« Le destin d’une jeune femme est de donner une descendance mâle à son mari », lui soutient sa belle-mère. Dans « Banel et Adama », Ramata-Toulaye Sy, la benjamine de la compétition cannoise, signe le portrait fort d’une femme en quête d’émancipation.
Pour son premier long-métrage, la réalisatrice franco-sénégalaise, une des sept cinéastes femmes en compétition cette année, a posé sa caméra dans un village rural du nord du Sénégal.
« Un personnage qui est tombé du ciel »
Présenté samedi sur la Croisette, le film est entièrement en peul.
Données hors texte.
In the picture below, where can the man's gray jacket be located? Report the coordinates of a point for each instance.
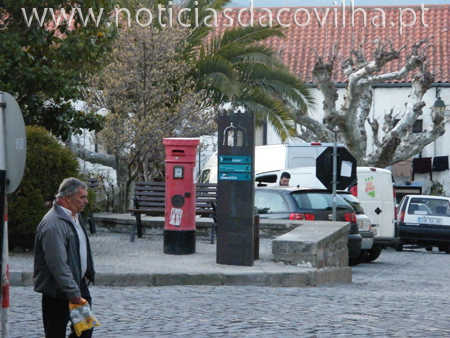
(57, 266)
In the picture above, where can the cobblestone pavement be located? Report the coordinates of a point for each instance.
(402, 294)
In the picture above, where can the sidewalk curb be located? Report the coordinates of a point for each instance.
(307, 277)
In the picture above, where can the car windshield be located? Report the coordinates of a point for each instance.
(318, 200)
(353, 201)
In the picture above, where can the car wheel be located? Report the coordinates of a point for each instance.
(373, 253)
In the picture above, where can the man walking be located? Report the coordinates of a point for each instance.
(63, 265)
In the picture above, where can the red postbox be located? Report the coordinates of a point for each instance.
(179, 226)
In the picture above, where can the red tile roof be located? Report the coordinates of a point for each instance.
(297, 50)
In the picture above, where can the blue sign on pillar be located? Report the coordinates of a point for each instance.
(235, 188)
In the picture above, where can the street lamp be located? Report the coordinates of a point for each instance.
(439, 105)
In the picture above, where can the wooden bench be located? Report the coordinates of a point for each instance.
(150, 199)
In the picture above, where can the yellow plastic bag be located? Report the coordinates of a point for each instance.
(82, 317)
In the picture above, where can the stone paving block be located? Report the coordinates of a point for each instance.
(334, 275)
(254, 279)
(288, 279)
(124, 279)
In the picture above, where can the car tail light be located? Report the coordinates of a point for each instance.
(402, 216)
(354, 190)
(296, 216)
(350, 217)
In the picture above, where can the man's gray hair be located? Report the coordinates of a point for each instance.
(70, 186)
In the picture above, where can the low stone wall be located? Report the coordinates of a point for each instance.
(321, 244)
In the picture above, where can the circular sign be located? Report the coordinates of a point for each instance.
(15, 142)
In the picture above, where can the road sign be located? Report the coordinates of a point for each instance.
(346, 168)
(235, 159)
(14, 142)
(235, 168)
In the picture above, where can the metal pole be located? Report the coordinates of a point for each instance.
(3, 225)
(334, 173)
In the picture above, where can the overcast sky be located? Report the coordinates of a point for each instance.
(329, 3)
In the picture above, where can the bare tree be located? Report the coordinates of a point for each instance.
(397, 142)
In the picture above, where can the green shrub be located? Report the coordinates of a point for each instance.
(48, 163)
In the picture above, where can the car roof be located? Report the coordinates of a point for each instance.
(429, 197)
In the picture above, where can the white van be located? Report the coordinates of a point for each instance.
(375, 191)
(273, 157)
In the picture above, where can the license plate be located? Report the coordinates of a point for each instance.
(429, 220)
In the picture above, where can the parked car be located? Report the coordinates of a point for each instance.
(310, 205)
(364, 225)
(424, 220)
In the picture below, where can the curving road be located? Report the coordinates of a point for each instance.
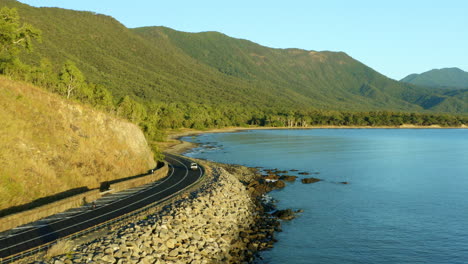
(179, 177)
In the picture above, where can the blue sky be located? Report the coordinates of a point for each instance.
(394, 37)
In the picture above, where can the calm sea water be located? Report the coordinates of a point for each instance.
(406, 201)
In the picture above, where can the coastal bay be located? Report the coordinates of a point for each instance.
(404, 201)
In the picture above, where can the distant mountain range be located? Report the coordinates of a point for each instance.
(440, 78)
(158, 64)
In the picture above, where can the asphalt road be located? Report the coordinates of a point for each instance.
(179, 177)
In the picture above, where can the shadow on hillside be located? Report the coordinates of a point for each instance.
(59, 196)
(42, 201)
(105, 185)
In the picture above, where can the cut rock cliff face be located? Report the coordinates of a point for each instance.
(52, 145)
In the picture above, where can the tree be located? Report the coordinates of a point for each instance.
(14, 37)
(71, 79)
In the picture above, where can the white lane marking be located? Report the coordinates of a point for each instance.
(56, 231)
(85, 210)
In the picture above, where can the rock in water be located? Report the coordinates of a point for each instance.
(310, 180)
(287, 214)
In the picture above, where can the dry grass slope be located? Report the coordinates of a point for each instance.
(50, 145)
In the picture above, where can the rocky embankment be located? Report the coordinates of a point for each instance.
(220, 223)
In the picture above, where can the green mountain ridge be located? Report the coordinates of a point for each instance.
(447, 78)
(158, 64)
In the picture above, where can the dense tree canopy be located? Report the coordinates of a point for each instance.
(14, 37)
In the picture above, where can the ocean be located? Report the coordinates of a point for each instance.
(406, 200)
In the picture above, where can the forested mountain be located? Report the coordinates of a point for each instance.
(440, 78)
(157, 64)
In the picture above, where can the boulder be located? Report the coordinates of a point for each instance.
(288, 178)
(287, 214)
(310, 180)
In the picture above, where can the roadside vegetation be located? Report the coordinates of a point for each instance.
(56, 137)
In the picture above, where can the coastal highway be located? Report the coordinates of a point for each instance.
(179, 177)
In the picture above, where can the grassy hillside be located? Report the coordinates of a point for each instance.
(50, 145)
(162, 65)
(440, 78)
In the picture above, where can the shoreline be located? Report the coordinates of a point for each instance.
(174, 145)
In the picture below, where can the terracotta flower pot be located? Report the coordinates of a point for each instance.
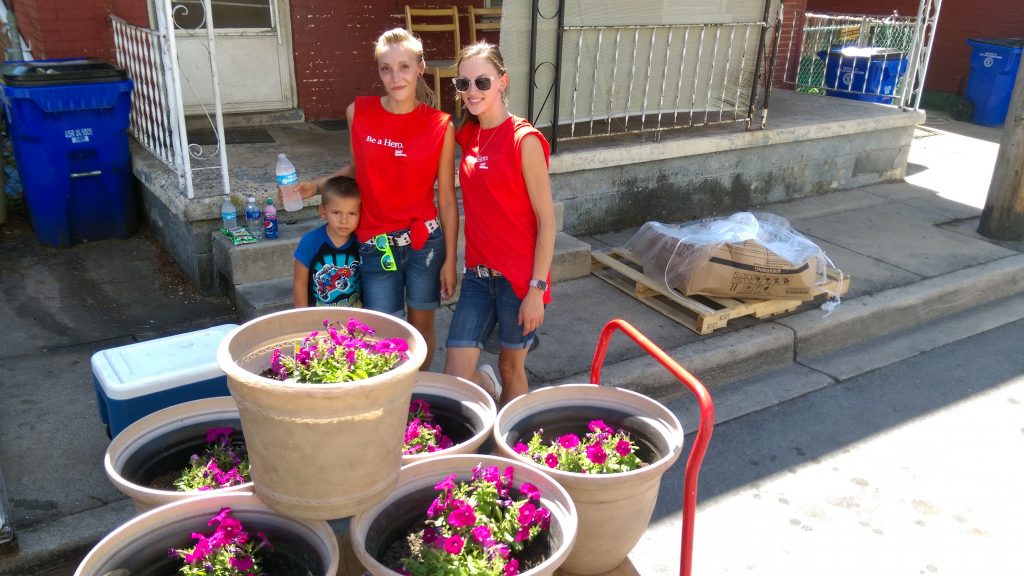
(161, 444)
(464, 411)
(614, 508)
(373, 531)
(140, 545)
(320, 451)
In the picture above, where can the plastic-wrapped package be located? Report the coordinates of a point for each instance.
(756, 255)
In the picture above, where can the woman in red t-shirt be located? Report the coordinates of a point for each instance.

Au centre de l’intrigue, un couple: Banel et Adama. Les deux tourtereaux s’aiment et ambitionnent de quitter le village pour vivre loin des pressions de deux familles.
« L’histoire d’amour est un prétexte pour raconter l’histoire de Banel », déclare la réalisatrice à l’AFP. « J’avais envie de raconter la complexité, la profondeur de cette femme, ses questionnements et ses souffrances ».
Fougueuse, frondeuse, rebelle… Banel souhaite vivre sa vie et sa passion avec Adama comme elle l’entend. Lorsqu’elle tient tête à sa belle-mère en lui confiant son refus de la maternité, celle-ci agite la menace d’une deuxième épouse.
« Banel, c’est un personnage qui est tombé du ciel, qui n’a pas sa place dans ce village. Elle fait tout pour y vivre mais n’y arrive pas », poursuit-elle. Et d’ajouter avoir eu envie de raconter une « histoire universelle ».
Isolée, Banel n’a pas d’amie, son frère jumeau la réprouve.
« La compétition peut être très dure »
Ce film, Ramata-Toulaye Sy l’avait écrit en 2014 alors qu’elle était étudiante à l’école de cinéma la Fémis. « Je l’avais mis de côté car je ne me sentais pas prête à réaliser. Ce n’est qu’en 2020 que j’ai décidé de me lancer », relate-t-elle.
Ramata-Toulaye Sy, qui est née, a grandi et fait ses études en France, confie avoir ressenti le « besoin » de réaliser son premier film au Sénégal.
Une œuvre à l’image très soignée. « La première partie du film, c’est vraiment l’Afrique rêvée, sa nature, sa lumière, explique-t-elle. La deuxième partie du film est plus sombre et évoque la question de la sécheresse, qui tue le bétail et pousse les villageois à quitter leurs terres.
Représentante du continent africain, aux côtés de la Tunisienne Kaouther Ben Hania, comment vit-elle le fait d’être en compétition ? « C’est un peu effrayant », dit-elle dans un sourire.
« La compétition peut être très dure, les critiques aussi. Mais bon, on est là et c’est grande une fierté ».